UGAC - CHARACTER 101 - AMBIENT ARTHROPOD - Imagus


#1

All right… I’m in. Not sure how this will go, but I’ve got a concept I really want to run with. Not near a scanner, but will post concept art as soon as possible.

Ganbatte! :thumbsup:


#2

This creature is called a “GunBug”. It is loosely based on the common beetle, and is a tribute to the old-school, Nintendo-style creatures of yore. It is designed for an adventure/RPG-style game or other platformer along the lines of The Legend of Zelda:Windwaker, or the Super Mario 3D games (Sunshine/64).

Here’s the original concept art, in glorius Ballpoint-On-Sticky-Note-O-Vision™.

In this design, the gun is strapped onto the GunBug’s back. However, I’m thinking it might be cool to have it hidden inside the body when at rest. To fire, the shell would part, the gun would rise, and the shell would slide back into place around the gun shaft.

And yes, the “Point Forward” text and arrow is part of the design for the texture… other fun details may be added as well. :slight_smile:

Now, on to the modeling!

(P.S. - First CGTalk WIP :D)


#3

Heh. This one looks cool. Good luck with your first ever WIP! :smiley:


#4

Did a little bit yesterday, then a bit more today… probably about 4-5 hours altogther. The mesh still needs a bit of tweaking, especially the legs, and I have to work the mouth and gun strap into the topology, but it seems to be coming along nicely so far.

For now, I’m going with the gun strapped to the back design for simplicity’s sake, though the polygon count would probably support the extending gun design as well. I may use the extra polygons to refine the detail of the model, or I may get ambitious and decide to try modeling the extending gun after all.

Currently 696 polygons, triangulated.



#5

Ah, looking good, man! You should set up the smoothing groups on that beast.


#6

I’ve actually never dealt with smoothing groups before. I have used a smoothing angle in Lightwave to prepare objects for import into UT2k4, but that was a single value for the entire object (I think).

I did some research. From what I’ve found, you are allowed one smoothing angle per material per object in Lightwave. Therefore, I’m guessing that, to create smoothing “groups”, you create a new material for each individual area, then specify a smoothing angle for each material.

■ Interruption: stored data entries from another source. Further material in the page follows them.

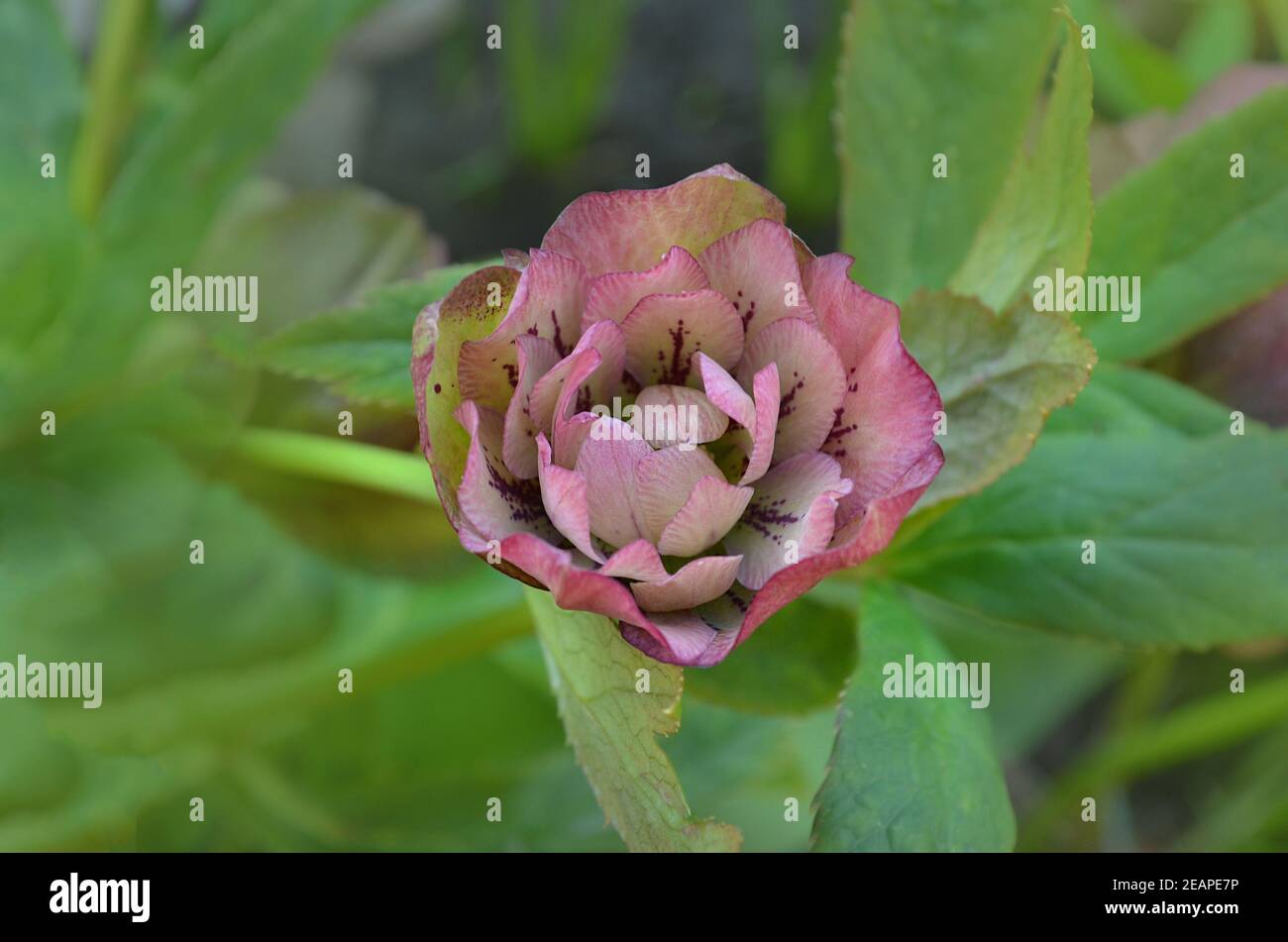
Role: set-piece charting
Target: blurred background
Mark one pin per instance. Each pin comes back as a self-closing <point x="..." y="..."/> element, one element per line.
<point x="220" y="679"/>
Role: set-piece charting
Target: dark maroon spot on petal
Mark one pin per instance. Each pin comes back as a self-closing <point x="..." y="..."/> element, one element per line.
<point x="558" y="338"/>
<point x="785" y="404"/>
<point x="761" y="516"/>
<point x="522" y="497"/>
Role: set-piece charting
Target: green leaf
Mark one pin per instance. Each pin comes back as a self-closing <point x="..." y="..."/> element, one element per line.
<point x="1202" y="242"/>
<point x="40" y="86"/>
<point x="558" y="68"/>
<point x="310" y="253"/>
<point x="1219" y="35"/>
<point x="1035" y="679"/>
<point x="999" y="374"/>
<point x="1126" y="400"/>
<point x="1276" y="14"/>
<point x="919" y="80"/>
<point x="612" y="727"/>
<point x="1042" y="218"/>
<point x="42" y="94"/>
<point x="1189" y="541"/>
<point x="1132" y="75"/>
<point x="798" y="662"/>
<point x="362" y="353"/>
<point x="909" y="774"/>
<point x="171" y="184"/>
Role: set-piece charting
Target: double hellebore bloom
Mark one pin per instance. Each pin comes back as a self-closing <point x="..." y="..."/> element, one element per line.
<point x="805" y="429"/>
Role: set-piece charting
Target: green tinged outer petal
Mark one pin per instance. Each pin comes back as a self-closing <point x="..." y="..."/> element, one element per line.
<point x="463" y="315"/>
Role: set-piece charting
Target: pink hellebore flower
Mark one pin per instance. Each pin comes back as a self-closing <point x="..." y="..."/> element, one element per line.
<point x="809" y="434"/>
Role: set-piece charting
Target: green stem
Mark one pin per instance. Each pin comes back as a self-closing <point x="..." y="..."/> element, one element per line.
<point x="340" y="463"/>
<point x="1186" y="732"/>
<point x="110" y="98"/>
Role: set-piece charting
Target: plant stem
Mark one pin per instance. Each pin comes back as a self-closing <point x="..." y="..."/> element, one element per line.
<point x="340" y="463"/>
<point x="110" y="99"/>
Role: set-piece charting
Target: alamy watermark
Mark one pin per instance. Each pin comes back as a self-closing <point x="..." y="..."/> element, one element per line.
<point x="1098" y="293"/>
<point x="671" y="424"/>
<point x="210" y="293"/>
<point x="73" y="894"/>
<point x="940" y="679"/>
<point x="55" y="680"/>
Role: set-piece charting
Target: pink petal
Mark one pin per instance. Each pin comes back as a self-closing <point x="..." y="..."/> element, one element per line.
<point x="683" y="637"/>
<point x="810" y="381"/>
<point x="629" y="229"/>
<point x="548" y="302"/>
<point x="793" y="516"/>
<point x="759" y="414"/>
<point x="638" y="560"/>
<point x="673" y="414"/>
<point x="574" y="588"/>
<point x="755" y="267"/>
<point x="712" y="508"/>
<point x="613" y="295"/>
<point x="568" y="437"/>
<point x="695" y="583"/>
<point x="563" y="494"/>
<point x="664" y="481"/>
<point x="885" y="420"/>
<point x="606" y="461"/>
<point x="674" y="639"/>
<point x="587" y="377"/>
<point x="536" y="357"/>
<point x="492" y="499"/>
<point x="868" y="534"/>
<point x="664" y="332"/>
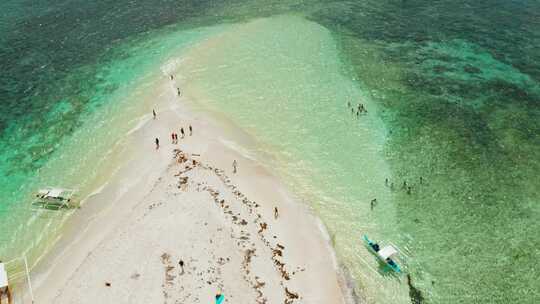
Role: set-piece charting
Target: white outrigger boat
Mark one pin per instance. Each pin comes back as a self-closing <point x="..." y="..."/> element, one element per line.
<point x="385" y="254"/>
<point x="54" y="198"/>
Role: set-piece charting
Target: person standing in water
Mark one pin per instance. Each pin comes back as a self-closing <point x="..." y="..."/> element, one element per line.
<point x="220" y="298"/>
<point x="234" y="166"/>
<point x="373" y="203"/>
<point x="181" y="263"/>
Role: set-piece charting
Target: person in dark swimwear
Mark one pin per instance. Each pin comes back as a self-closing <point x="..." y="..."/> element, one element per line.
<point x="373" y="203"/>
<point x="181" y="263"/>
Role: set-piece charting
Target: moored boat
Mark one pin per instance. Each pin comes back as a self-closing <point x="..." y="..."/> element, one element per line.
<point x="384" y="254"/>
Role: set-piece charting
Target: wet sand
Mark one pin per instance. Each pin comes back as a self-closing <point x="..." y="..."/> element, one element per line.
<point x="182" y="204"/>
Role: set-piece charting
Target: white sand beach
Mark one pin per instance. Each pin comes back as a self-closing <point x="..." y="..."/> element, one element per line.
<point x="182" y="204"/>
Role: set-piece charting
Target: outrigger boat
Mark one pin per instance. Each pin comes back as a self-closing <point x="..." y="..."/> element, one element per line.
<point x="54" y="198"/>
<point x="384" y="254"/>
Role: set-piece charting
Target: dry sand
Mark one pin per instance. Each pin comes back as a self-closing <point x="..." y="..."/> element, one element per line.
<point x="184" y="203"/>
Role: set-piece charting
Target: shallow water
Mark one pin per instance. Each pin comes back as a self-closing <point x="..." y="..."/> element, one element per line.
<point x="452" y="90"/>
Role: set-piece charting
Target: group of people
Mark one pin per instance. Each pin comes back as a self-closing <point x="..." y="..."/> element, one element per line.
<point x="361" y="109"/>
<point x="174" y="135"/>
<point x="404" y="186"/>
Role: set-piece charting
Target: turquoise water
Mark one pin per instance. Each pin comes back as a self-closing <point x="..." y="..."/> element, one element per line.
<point x="452" y="90"/>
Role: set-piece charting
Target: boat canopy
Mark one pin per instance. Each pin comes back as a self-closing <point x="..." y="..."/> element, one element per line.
<point x="54" y="193"/>
<point x="387" y="252"/>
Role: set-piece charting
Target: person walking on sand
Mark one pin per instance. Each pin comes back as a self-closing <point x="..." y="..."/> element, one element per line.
<point x="234" y="166"/>
<point x="220" y="298"/>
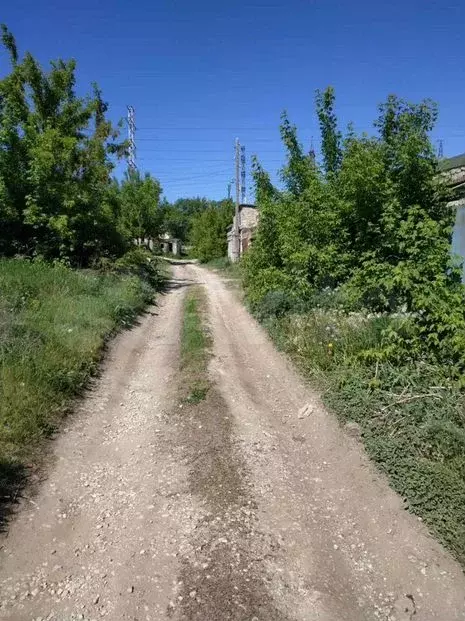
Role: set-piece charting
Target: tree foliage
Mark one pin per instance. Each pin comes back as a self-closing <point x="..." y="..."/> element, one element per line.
<point x="209" y="230"/>
<point x="373" y="222"/>
<point x="57" y="154"/>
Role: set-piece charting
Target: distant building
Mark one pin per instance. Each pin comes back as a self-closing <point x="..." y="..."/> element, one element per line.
<point x="248" y="222"/>
<point x="453" y="171"/>
<point x="170" y="245"/>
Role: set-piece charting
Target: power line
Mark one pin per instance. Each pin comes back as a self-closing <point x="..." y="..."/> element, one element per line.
<point x="131" y="140"/>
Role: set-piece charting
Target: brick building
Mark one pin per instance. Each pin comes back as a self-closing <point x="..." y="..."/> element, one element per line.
<point x="453" y="171"/>
<point x="248" y="222"/>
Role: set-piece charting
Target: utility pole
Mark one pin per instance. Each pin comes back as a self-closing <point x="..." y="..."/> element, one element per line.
<point x="131" y="140"/>
<point x="243" y="188"/>
<point x="237" y="243"/>
<point x="440" y="149"/>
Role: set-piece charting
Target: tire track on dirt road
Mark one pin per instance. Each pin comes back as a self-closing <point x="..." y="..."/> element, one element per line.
<point x="251" y="506"/>
<point x="348" y="550"/>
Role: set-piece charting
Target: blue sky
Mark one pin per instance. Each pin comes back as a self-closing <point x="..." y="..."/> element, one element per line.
<point x="201" y="73"/>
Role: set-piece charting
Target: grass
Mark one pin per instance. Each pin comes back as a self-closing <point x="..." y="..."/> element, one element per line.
<point x="195" y="347"/>
<point x="54" y="323"/>
<point x="411" y="416"/>
<point x="225" y="267"/>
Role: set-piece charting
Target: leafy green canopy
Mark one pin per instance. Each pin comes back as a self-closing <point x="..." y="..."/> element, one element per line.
<point x="373" y="221"/>
<point x="57" y="153"/>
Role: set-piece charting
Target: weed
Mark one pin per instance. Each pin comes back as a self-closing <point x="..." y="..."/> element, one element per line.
<point x="411" y="414"/>
<point x="195" y="345"/>
<point x="54" y="322"/>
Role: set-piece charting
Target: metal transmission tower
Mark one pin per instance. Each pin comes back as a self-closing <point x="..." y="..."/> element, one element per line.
<point x="243" y="188"/>
<point x="237" y="244"/>
<point x="132" y="140"/>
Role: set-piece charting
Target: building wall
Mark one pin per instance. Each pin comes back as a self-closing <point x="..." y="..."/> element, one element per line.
<point x="248" y="217"/>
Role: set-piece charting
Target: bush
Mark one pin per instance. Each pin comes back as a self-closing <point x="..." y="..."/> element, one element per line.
<point x="54" y="322"/>
<point x="273" y="304"/>
<point x="140" y="262"/>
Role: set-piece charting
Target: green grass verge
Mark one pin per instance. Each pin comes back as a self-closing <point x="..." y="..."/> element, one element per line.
<point x="411" y="416"/>
<point x="195" y="347"/>
<point x="54" y="322"/>
<point x="225" y="267"/>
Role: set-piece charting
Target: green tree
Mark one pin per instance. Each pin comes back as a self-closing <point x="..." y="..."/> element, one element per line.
<point x="56" y="156"/>
<point x="141" y="213"/>
<point x="209" y="230"/>
<point x="330" y="135"/>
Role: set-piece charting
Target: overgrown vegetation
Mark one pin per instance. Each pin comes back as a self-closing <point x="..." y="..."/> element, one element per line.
<point x="61" y="209"/>
<point x="195" y="344"/>
<point x="54" y="322"/>
<point x="57" y="154"/>
<point x="351" y="270"/>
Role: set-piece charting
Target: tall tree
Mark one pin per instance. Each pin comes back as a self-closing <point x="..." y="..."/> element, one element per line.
<point x="330" y="135"/>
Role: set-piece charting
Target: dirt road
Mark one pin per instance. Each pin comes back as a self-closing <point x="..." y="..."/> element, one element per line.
<point x="257" y="508"/>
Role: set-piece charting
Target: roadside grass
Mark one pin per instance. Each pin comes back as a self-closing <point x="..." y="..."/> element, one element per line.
<point x="54" y="323"/>
<point x="227" y="269"/>
<point x="411" y="416"/>
<point x="195" y="348"/>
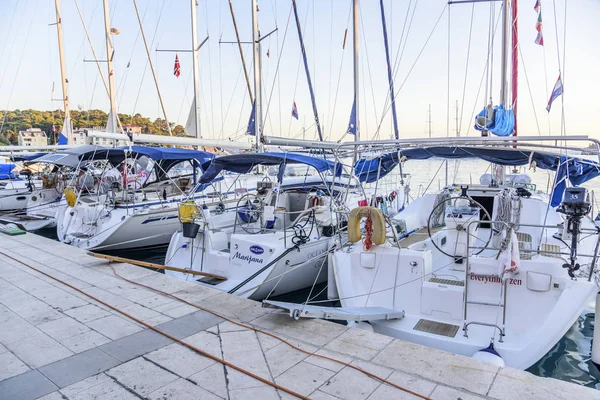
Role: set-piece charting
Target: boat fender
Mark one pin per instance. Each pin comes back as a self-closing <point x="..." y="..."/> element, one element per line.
<point x="71" y="197"/>
<point x="596" y="337"/>
<point x="489" y="355"/>
<point x="377" y="218"/>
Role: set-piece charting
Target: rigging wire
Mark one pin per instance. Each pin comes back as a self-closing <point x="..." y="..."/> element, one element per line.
<point x="388" y="108"/>
<point x="362" y="25"/>
<point x="298" y="71"/>
<point x="9" y="31"/>
<point x="537" y="122"/>
<point x="147" y="60"/>
<point x="12" y="89"/>
<point x="462" y="106"/>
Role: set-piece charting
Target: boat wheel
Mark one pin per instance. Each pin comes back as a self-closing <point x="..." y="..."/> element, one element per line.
<point x="249" y="210"/>
<point x="440" y="215"/>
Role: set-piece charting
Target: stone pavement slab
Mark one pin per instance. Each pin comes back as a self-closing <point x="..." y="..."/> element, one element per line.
<point x="27" y="386"/>
<point x="80" y="349"/>
<point x="135" y="345"/>
<point x="78" y="367"/>
<point x="10" y="365"/>
<point x="141" y="376"/>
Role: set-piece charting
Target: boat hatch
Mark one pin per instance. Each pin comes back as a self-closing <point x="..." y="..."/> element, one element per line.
<point x="437" y="328"/>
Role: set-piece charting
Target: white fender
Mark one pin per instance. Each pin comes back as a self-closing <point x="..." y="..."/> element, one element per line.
<point x="489" y="355"/>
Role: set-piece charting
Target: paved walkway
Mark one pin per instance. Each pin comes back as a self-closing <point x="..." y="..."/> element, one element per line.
<point x="56" y="343"/>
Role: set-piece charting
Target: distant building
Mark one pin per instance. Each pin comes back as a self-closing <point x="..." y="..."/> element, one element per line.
<point x="80" y="136"/>
<point x="33" y="137"/>
<point x="132" y="128"/>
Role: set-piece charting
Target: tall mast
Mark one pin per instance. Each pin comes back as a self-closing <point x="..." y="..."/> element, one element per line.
<point x="515" y="59"/>
<point x="356" y="89"/>
<point x="195" y="49"/>
<point x="258" y="121"/>
<point x="111" y="124"/>
<point x="67" y="129"/>
<point x="503" y="68"/>
<point x="429" y="121"/>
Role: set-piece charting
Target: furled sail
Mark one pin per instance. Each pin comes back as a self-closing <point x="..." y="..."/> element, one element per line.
<point x="497" y="120"/>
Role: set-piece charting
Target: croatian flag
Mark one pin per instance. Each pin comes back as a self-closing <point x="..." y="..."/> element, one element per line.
<point x="177" y="67"/>
<point x="557" y="91"/>
<point x="538" y="25"/>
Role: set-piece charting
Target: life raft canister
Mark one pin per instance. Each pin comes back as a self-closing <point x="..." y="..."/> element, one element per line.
<point x="377" y="218"/>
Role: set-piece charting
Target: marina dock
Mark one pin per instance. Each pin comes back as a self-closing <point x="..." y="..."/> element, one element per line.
<point x="73" y="326"/>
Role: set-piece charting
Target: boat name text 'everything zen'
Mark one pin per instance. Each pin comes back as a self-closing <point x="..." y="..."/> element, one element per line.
<point x="495" y="279"/>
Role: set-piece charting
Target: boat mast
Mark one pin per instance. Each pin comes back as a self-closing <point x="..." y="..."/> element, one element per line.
<point x="258" y="121"/>
<point x="67" y="129"/>
<point x="504" y="59"/>
<point x="195" y="49"/>
<point x="112" y="123"/>
<point x="356" y="88"/>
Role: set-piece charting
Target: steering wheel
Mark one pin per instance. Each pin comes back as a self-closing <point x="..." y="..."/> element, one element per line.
<point x="248" y="210"/>
<point x="481" y="214"/>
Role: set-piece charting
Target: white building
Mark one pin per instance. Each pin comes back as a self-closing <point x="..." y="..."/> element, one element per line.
<point x="33" y="137"/>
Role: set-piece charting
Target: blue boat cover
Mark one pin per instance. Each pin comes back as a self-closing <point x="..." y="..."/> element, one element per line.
<point x="27" y="157"/>
<point x="5" y="171"/>
<point x="164" y="153"/>
<point x="244" y="163"/>
<point x="577" y="171"/>
<point x="503" y="123"/>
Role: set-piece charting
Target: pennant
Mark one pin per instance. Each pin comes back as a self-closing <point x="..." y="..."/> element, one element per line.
<point x="177" y="67"/>
<point x="538" y="24"/>
<point x="557" y="91"/>
<point x="352" y="122"/>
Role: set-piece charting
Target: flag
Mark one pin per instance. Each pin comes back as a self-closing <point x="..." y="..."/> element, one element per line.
<point x="538" y="24"/>
<point x="557" y="91"/>
<point x="352" y="123"/>
<point x="177" y="67"/>
<point x="252" y="121"/>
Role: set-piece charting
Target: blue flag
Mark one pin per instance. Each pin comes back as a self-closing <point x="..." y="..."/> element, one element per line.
<point x="352" y="123"/>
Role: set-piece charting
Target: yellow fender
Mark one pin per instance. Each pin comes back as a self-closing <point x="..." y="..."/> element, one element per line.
<point x="357" y="215"/>
<point x="70" y="196"/>
<point x="188" y="212"/>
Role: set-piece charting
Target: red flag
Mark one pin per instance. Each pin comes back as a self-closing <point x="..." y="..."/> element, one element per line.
<point x="177" y="67"/>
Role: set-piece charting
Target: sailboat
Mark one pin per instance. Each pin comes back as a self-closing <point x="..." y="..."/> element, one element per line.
<point x="496" y="270"/>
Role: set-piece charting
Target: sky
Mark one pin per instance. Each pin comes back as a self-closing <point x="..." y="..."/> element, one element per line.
<point x="439" y="55"/>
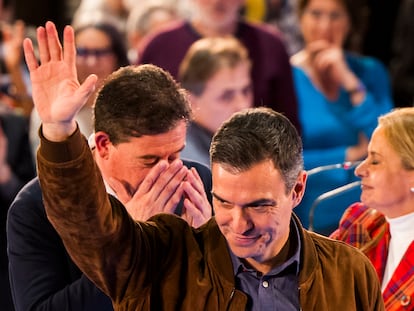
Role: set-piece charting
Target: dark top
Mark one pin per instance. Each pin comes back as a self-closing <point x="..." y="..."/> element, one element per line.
<point x="271" y="70"/>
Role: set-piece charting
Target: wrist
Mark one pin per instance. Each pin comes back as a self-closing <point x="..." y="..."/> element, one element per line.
<point x="57" y="132"/>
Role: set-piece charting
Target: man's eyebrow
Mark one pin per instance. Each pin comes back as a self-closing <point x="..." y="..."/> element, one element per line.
<point x="259" y="202"/>
<point x="153" y="156"/>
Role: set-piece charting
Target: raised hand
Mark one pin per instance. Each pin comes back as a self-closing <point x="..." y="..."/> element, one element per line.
<point x="5" y="171"/>
<point x="56" y="91"/>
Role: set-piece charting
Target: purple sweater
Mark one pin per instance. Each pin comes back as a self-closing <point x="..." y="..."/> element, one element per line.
<point x="271" y="70"/>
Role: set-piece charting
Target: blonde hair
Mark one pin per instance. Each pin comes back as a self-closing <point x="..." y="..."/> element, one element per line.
<point x="398" y="126"/>
<point x="207" y="56"/>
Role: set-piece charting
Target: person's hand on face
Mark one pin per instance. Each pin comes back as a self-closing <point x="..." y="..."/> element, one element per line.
<point x="158" y="193"/>
<point x="57" y="93"/>
<point x="197" y="209"/>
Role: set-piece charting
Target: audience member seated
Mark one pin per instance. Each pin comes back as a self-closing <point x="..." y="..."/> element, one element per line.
<point x="254" y="254"/>
<point x="140" y="129"/>
<point x="381" y="225"/>
<point x="14" y="82"/>
<point x="402" y="60"/>
<point x="340" y="95"/>
<point x="271" y="72"/>
<point x="216" y="73"/>
<point x="16" y="168"/>
<point x="280" y="14"/>
<point x="101" y="49"/>
<point x="145" y="19"/>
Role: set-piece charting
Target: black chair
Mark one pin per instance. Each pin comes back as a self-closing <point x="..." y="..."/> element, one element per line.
<point x="333" y="202"/>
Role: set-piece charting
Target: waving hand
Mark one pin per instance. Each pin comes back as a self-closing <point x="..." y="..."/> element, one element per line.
<point x="57" y="94"/>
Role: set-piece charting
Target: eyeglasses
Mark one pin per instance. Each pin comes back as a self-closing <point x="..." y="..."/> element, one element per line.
<point x="333" y="16"/>
<point x="84" y="52"/>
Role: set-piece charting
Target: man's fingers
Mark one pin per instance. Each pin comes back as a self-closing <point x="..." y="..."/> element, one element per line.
<point x="29" y="55"/>
<point x="69" y="48"/>
<point x="152" y="177"/>
<point x="119" y="189"/>
<point x="55" y="48"/>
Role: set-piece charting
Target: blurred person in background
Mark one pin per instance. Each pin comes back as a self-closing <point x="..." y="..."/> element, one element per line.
<point x="101" y="49"/>
<point x="271" y="72"/>
<point x="216" y="73"/>
<point x="340" y="94"/>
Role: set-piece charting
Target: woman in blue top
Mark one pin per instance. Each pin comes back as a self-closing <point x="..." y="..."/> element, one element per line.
<point x="340" y="96"/>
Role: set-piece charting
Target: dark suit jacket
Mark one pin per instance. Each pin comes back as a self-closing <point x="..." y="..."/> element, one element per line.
<point x="20" y="159"/>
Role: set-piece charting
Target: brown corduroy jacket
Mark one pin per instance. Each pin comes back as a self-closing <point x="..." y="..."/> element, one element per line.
<point x="164" y="264"/>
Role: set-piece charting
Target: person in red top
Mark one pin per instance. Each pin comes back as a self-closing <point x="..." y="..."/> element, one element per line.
<point x="382" y="224"/>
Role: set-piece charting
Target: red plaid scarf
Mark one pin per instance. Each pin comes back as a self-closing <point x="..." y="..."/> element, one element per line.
<point x="367" y="229"/>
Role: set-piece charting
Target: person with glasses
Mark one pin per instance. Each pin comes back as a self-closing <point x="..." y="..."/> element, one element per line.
<point x="340" y="94"/>
<point x="252" y="255"/>
<point x="101" y="49"/>
<point x="216" y="73"/>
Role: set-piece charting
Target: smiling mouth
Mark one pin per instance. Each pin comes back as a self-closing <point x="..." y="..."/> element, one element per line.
<point x="245" y="240"/>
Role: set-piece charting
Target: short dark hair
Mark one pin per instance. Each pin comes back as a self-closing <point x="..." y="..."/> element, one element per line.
<point x="255" y="135"/>
<point x="139" y="100"/>
<point x="358" y="13"/>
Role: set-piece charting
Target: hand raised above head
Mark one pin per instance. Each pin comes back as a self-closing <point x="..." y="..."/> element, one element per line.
<point x="57" y="93"/>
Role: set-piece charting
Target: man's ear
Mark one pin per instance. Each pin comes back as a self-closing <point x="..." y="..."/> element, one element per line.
<point x="102" y="144"/>
<point x="299" y="188"/>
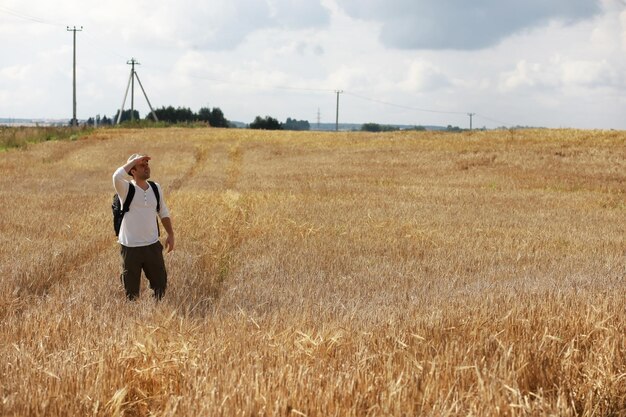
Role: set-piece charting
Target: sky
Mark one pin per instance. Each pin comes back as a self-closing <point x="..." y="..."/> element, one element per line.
<point x="542" y="63"/>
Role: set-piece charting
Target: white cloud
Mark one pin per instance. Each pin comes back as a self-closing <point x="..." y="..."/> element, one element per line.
<point x="424" y="76"/>
<point x="458" y="24"/>
<point x="541" y="60"/>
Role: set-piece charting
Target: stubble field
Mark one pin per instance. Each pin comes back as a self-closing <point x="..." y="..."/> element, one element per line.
<point x="321" y="274"/>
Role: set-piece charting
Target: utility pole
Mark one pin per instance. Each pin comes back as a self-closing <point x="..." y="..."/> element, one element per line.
<point x="471" y="115"/>
<point x="337" y="113"/>
<point x="74" y="121"/>
<point x="318" y="118"/>
<point x="131" y="84"/>
<point x="132" y="62"/>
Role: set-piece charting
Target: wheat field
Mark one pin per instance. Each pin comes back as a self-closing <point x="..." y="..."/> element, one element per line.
<point x="321" y="274"/>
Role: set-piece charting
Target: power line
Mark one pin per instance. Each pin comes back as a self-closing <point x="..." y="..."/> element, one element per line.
<point x="36" y="19"/>
<point x="403" y="106"/>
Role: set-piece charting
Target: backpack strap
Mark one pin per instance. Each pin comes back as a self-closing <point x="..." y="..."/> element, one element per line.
<point x="158" y="196"/>
<point x="129" y="198"/>
<point x="156" y="193"/>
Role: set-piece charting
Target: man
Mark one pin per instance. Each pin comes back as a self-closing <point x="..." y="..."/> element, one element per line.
<point x="139" y="232"/>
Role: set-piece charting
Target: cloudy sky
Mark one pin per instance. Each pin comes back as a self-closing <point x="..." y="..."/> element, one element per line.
<point x="551" y="63"/>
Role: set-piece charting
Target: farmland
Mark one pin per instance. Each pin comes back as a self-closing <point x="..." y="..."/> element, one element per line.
<point x="321" y="274"/>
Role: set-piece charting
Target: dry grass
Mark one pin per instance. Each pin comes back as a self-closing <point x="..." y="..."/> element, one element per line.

If this is wrong, please let me know… any help on smoothing groups and their application in Lightwave will be greatly appreciated. :slight_smile:


#7

sorry, mate, don’t use lightwave.

Smoothing of different parts is achieved differently in different apps. In some, like MAX, you set smoothing groups per group of faces, in some you do it per material (im guessing that LW might be like that from what you found out), in some you define hard edges that separate the parts.

If all else fails though, you can always separate the model into the parts and then rejoin them, so that the different parts are not connected with the same vertices. That’s not recommended though, as it creates alot of extra vertices (Blender for example didnt have a way to do it until recently, so sometimes its the only option).


#8

This update:

  • Cut gun strap area into model geometry
  • Cut mouth area into model geometry
  • Added materials and smoothing (LW allows one smoothing level for each material)
  • Tweaked geometry
  • Finally remembered to add antennae

Current Polygon count: 873 (triangulated)

Here are the shots:

I’m a bit concerned about the topology on the side of the shell… I’m not sure it’s “game-ready”, especially the cross-cut toward the front.

I’m going to continue tweaking the geometry. Once it’s ready, time to unwrap the model and start working on texturing. C&C welcome.


#9

Haven’t had a chance to work on this over the last few days, but I’m looking for some opinions/thoughts on texturing/shading…

When I first started working on this, I had Windwaker-style graphics in mind. That is, really simple, flat-shaded, cel-style characters. I’ve considered doing this for GunBug™, but I’m wondering if it’s a bit of a “cop-out”, as it minimizes the texture work.

If it seems like it is, I may create both a cel-shaded and traditionally-shaded version for the final submission.

I rendered a spin test of the bug in cel-shaded form, and it looks pretty cool… I’ll try to remember to post the AVI and link to it later.

Any thoughts/opinions/feedback is more than welcome.